Colorado’s largest maker of infused products, Dixie Elixirs, recently moved to a new industrial building in Montbello with four times as much space as its former facility in Stapleton. Another major firm, Medically Correct, is moving from a 1,200sqft kitchen in the Platte Valley to a nearby building with 8,000 square feet. This also includes production facilities for its “Incredibles-branded” chocolate bars as well as space, to grow its own marijuana.

“We’re bursting at the seams,” said Medically Correct co-owner Bob Eschino. “Now we think we’ve already outgrown this (new space) before we’ve even started. There are other products we want to do but can’t come out with because we can’t even keep up with demand for chocolate.”

As edibles allow marijuana users to “ease into the drug”, the vaporizer and e-liquids space has just started to emerge for smokers to achieve a “cleaner high” and a more healthy alternative compared to that of rolling a joint. There are a lot more options available with customization, different e-liquids, and products that can heat both dry herb, liquid, and wax.  Just as e-cigarettes have dramatically changed the business of tobacco smoking, e-cig technology and vaping are bringing excellerated change to cannabis markets.

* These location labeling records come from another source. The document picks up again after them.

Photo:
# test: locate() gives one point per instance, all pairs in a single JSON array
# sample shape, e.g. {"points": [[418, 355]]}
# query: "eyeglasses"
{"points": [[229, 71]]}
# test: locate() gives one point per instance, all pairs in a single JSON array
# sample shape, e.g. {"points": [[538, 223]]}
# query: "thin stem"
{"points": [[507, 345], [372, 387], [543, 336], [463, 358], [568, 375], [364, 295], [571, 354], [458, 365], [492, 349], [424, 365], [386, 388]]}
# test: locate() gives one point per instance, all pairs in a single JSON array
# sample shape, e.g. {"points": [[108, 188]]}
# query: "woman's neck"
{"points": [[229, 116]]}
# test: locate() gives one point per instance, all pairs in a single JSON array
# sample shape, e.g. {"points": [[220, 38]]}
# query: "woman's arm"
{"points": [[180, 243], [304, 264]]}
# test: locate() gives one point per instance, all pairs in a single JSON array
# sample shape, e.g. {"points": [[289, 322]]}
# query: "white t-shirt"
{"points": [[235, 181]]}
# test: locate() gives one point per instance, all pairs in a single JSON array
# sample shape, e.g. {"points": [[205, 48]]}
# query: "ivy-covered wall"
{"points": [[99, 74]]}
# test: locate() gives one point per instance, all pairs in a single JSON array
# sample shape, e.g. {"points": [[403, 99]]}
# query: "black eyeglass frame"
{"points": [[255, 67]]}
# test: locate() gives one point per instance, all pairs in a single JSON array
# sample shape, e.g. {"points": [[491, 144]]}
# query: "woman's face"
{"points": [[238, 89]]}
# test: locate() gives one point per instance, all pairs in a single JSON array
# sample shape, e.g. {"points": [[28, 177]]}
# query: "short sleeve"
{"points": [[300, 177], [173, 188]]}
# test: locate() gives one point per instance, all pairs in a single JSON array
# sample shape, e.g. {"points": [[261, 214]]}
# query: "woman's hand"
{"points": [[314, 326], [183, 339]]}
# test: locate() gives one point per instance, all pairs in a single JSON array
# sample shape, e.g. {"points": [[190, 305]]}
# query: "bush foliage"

Steve DeAngelo, a marijuana entrepreneur and activist who founded the Harborside Health Center medical marijuana dispensary in Oakland, told USA Today that “The arrival of compact, portable, microprocessor-controlled vaporizers and advances in extracting active ingredients from cannabis plants have caused a shift in consumer demand.”

Some dispensaries such as his and many in Colorado, where recreational pot is legal, now do roughly 50% of their business in raw marijuana leaf or flowers, and the rest in edibles and concentrates, some prepackaged in cartridges for use in vape pens.

“The percentage of raw (pot) flowers we sell has been dropping steadily,” DeAngelo said. “The percent of extracts and concentrates … has been rising steadily.”

The arrival of marijuana vaporizing goes hand in hand with the recent development of highly concentrated forms of marijuana extractions in liquid both viscous and waxy forms. Those concentrates are easily consumed through vaporization and are used to fuel many of the vape pens on the market.